Even if you thought it might work (or might be the only thing Congress would approve so you pre-compromised with yourself), it makes little political sense. If the outside experts are right and the plan turns out to be too complicated, opaque and indirect to get money moving again the failure will sink the chances of passing ambitious social packages like health care reform.

However if it does work then Summers' $5.2 million pay day for working one day a week last year will look like lunch money compared to the tax-payer supported profits Wall Street will devour for managing the toxic assets.

And we regular folks are gonna be mightily pissed.

An idea that would mitigate the coming popular rage was floated by Ronald O'Hanley in the Times last week.

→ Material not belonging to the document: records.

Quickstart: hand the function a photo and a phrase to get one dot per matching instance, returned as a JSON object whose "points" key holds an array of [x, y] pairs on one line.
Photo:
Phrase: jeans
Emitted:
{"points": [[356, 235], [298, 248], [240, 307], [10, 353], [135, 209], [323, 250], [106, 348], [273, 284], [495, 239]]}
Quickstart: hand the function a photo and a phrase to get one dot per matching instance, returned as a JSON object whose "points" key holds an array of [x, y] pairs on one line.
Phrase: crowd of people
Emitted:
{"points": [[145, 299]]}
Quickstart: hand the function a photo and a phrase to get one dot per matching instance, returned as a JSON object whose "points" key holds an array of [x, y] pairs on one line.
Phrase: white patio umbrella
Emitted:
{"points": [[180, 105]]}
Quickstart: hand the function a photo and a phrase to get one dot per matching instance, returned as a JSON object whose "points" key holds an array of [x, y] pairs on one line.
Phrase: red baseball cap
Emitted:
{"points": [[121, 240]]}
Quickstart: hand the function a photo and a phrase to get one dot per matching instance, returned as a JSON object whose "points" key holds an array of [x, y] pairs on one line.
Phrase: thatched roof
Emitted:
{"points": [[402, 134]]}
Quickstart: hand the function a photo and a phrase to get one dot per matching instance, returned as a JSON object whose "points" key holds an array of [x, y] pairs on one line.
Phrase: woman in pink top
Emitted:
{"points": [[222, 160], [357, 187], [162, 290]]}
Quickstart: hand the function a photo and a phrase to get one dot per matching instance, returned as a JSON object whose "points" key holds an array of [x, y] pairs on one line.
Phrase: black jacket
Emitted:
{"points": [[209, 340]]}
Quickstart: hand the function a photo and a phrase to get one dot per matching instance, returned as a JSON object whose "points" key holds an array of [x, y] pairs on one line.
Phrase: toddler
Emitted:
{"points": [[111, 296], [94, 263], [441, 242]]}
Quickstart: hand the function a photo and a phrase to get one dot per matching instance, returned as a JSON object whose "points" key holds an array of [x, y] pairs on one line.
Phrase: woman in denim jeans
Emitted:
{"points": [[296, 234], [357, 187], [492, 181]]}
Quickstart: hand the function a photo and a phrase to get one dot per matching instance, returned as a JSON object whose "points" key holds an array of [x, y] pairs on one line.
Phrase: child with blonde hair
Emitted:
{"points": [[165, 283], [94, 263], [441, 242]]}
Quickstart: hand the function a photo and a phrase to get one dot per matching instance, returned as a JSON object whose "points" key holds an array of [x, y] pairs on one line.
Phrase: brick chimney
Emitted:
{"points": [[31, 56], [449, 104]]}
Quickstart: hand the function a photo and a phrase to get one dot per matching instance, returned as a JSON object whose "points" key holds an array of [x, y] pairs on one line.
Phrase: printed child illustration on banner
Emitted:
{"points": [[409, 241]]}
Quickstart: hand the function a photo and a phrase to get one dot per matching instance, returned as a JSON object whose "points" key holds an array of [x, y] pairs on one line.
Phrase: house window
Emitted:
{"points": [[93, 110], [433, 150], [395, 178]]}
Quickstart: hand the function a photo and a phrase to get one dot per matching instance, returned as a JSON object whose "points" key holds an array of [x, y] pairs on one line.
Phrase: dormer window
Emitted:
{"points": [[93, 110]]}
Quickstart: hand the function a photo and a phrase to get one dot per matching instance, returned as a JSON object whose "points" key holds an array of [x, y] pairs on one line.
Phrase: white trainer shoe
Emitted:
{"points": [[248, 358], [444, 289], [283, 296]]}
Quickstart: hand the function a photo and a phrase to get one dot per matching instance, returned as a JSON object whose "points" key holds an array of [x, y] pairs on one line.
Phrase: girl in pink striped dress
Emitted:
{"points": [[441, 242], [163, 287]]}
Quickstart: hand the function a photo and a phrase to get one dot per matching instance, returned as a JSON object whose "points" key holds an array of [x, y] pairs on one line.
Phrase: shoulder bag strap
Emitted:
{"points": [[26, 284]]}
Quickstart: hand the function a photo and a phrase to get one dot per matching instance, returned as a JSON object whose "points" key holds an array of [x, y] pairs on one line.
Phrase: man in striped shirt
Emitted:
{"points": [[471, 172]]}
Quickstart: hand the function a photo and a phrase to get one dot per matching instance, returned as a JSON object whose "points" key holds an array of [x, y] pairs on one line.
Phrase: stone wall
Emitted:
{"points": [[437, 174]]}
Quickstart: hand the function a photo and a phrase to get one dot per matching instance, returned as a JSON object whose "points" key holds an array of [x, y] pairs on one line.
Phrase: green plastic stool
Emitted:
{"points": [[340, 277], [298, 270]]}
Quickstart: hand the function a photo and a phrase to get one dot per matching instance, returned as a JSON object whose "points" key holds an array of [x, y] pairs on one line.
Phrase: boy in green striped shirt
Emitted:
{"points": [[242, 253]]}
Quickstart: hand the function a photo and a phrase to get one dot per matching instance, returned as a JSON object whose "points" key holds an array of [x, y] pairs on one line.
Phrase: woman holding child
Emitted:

A Wall Street insider himself his idea was to let we, the rabble, buy in on the toxic assets. Like War Bond during WWII the rest of us could both help our nation out of this rut and maybe make enough profit to start spending again (I personally have my eye on a WaveRunner once this Recession ends). Even if we didn't get in on the plan ourselves, knowing that we could have will blunt our anger at the barons who did.

David Axelrod is a brilliant tactician He must know better. He needs to jump up and down on some desks until they fix this leak in the most-promising ship of state this nation has seen since Kennedy's.